"Mister," he asked excitedly of a little man leaning against a post, "what's this?"
"Have ye missed your way and got onto the wrong ferry-boat?" replied the little man gleefully. "I did it once myself. All right, my boy. You've got to go to Staten Island this time. Take it coolly."
"Ferry-boat?" said Jack. "Staten Island? I thought it was the end of the street, going into the Battery!"
"Oh, you're a greenhorn!" laughed the little man "Well, it won't hurt ye; only there's no boat back from the island, on Sunday, till after supper. I'll tell ye all about it. Where'd you come from?"
"From Crofield," said Jack, "and I got here only this morning."
The little man eyed him half-suspiciously for a moment, and then led him to the rail of the boat.
"Look back there," he said. "Yonder's the Battery. You ought to have kept on. It's too much for me how you ever got aboard of this 'ere boat without knowing it!" And he went on with a long string of explanations, of which Jack understood about half, with the help of what he recalled from his guide-book. All the while, however, they were having a sail across the beautiful bay, and little by little Jack made up his mind not to care.

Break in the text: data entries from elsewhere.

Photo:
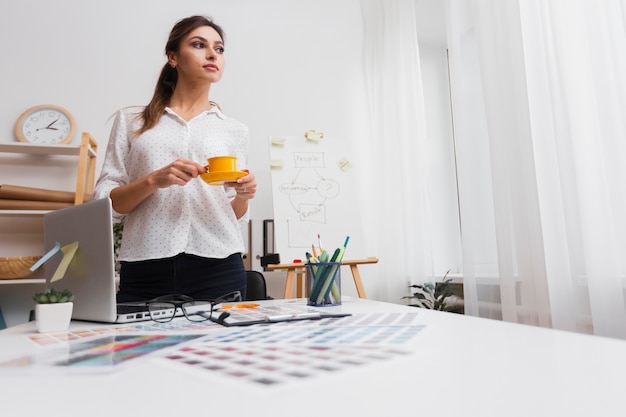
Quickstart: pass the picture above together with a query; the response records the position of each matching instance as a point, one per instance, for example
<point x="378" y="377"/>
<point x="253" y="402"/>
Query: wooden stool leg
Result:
<point x="357" y="281"/>
<point x="289" y="283"/>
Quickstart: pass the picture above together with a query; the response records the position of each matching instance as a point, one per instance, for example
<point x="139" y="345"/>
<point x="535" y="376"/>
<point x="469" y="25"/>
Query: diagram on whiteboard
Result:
<point x="309" y="189"/>
<point x="313" y="194"/>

"I've made a mistake and slipped right out of the city," he said to himself, "about as soon as I got in! But maybe I can slip back again this evening."

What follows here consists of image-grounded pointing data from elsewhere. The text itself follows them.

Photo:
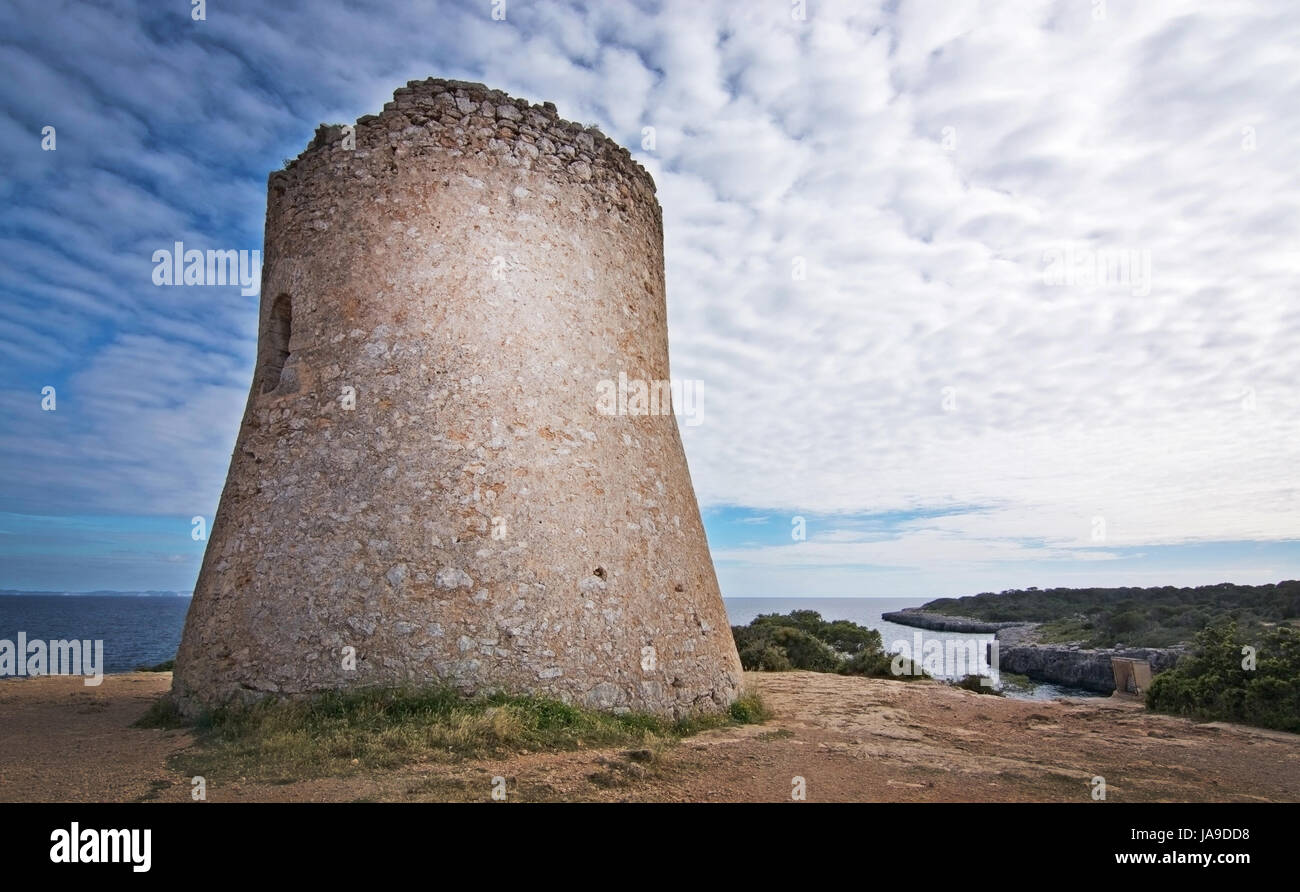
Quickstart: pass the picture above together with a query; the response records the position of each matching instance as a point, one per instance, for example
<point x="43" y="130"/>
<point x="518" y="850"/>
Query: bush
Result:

"About the greenest bumpkin I've seen for an age," thought the little man, as he stood and looked at Jack. "It'll take all sorts of blunders to teach him. He is younger than he looks, too. Anyway, this sail won't hurt him a bit."
That was precisely Jack's conclusion long before the swift voyage ended and he walked off the ferry-boat upon the solid ground of Staten Island.